MANAGEMENT SCORE: 15 out of 25
Shell—like many European companies, but unlike many American ones—counts the cost of greenhouse-gas emissions in the real price of its product for internal planning purposes, budget forecasts, and income statements. Mark Weintraub, the company’s senior adviser for sustainable development, won’t disclose the dollar amount but says it is significant and influences which projects get done as well as how they’re designed. Progress toward sustainable development, weighted at 10% of all performance measures, is counted in managers’ reviews and compensation.

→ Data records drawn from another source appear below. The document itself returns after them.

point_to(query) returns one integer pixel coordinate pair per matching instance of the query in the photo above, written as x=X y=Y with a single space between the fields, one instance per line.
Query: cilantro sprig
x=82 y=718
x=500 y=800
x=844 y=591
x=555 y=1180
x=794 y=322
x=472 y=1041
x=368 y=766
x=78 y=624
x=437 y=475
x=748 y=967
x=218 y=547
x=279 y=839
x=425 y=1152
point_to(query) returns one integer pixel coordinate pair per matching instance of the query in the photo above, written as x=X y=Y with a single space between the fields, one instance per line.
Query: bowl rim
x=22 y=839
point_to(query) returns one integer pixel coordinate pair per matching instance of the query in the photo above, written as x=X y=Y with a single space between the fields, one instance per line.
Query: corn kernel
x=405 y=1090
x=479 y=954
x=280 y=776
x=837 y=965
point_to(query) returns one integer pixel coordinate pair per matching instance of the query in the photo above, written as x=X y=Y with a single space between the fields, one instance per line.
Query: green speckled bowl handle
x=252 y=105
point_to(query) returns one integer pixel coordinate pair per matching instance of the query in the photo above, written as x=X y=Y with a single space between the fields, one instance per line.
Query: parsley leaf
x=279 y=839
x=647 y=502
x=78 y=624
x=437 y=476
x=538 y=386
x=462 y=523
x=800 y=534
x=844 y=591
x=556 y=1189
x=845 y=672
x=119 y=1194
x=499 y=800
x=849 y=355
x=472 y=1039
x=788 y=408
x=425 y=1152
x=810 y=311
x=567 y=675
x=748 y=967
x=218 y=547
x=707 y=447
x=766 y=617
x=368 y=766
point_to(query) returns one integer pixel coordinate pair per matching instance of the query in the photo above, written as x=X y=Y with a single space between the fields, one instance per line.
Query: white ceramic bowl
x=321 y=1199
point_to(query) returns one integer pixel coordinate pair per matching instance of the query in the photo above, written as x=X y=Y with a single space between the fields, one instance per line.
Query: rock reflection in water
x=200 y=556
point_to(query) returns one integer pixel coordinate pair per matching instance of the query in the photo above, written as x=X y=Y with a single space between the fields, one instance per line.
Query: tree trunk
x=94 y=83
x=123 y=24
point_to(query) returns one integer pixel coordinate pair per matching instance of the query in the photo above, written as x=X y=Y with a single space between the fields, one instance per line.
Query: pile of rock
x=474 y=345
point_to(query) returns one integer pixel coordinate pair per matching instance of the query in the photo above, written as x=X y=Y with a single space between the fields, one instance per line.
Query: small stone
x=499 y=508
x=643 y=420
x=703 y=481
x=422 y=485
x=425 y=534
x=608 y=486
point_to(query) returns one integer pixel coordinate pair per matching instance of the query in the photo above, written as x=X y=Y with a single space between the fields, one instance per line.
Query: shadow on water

Sustainability Shell’s sustainability committee, led by former Netherlands Prime Minister Wim Kok, reviews projected major expansions monthly and assesses overall performance annually. While projects are rarely rejected, the process has forced design changes and encouraged conversation with critics.
Openness Shell's willingness to dialogue with community groups and environmental organizations has resulted in faster approvals of major projects by local governments. For example, input from indigenous tribes prior to the 2003 approval of Shell’s Alberta, Canada, oil-sands extraction program led the company to add jobs, reduce water usage, and improve energy efficiency.
IMPACT SCORE: 47 out of 100
Environment Shell produces the equivalent of 1.3 billion barrels of oil per year (this measure includes natural gas), releasing 10.8 million tons of polluting CO2 equivalents (e.g., carbon dioxide, methane)—more than all but ExxonMobil and Eni.
Alternative energy Shell is one of the few companies to report R&D investment in renewables and CO2 at more than 1% of capital expenditures.
Exploration More than half of the countries in which Shell explores for oil are rated poorly on governance and human rights by Transparency International. The company has gotten a lot of heat for its operations in Nigeria, where it represents a substantial portion of the country’s oil industry.
Safety Increasing violence in Nigeria is responsible for many of Shell’s 37 workplace fatalities in 2006.
Compensation and diversity In 2006 the CEO’s $6.9 million salary was 125 times the average entry-level salary of $55,000. While Shell has just three women on its 14-member board (21%) and no members from Asia, Africa, or Latin America, the most-recent employee-satisfaction survey (from 2004) found that 64% of staffers were “positive about inclusiveness in their part of Shell.”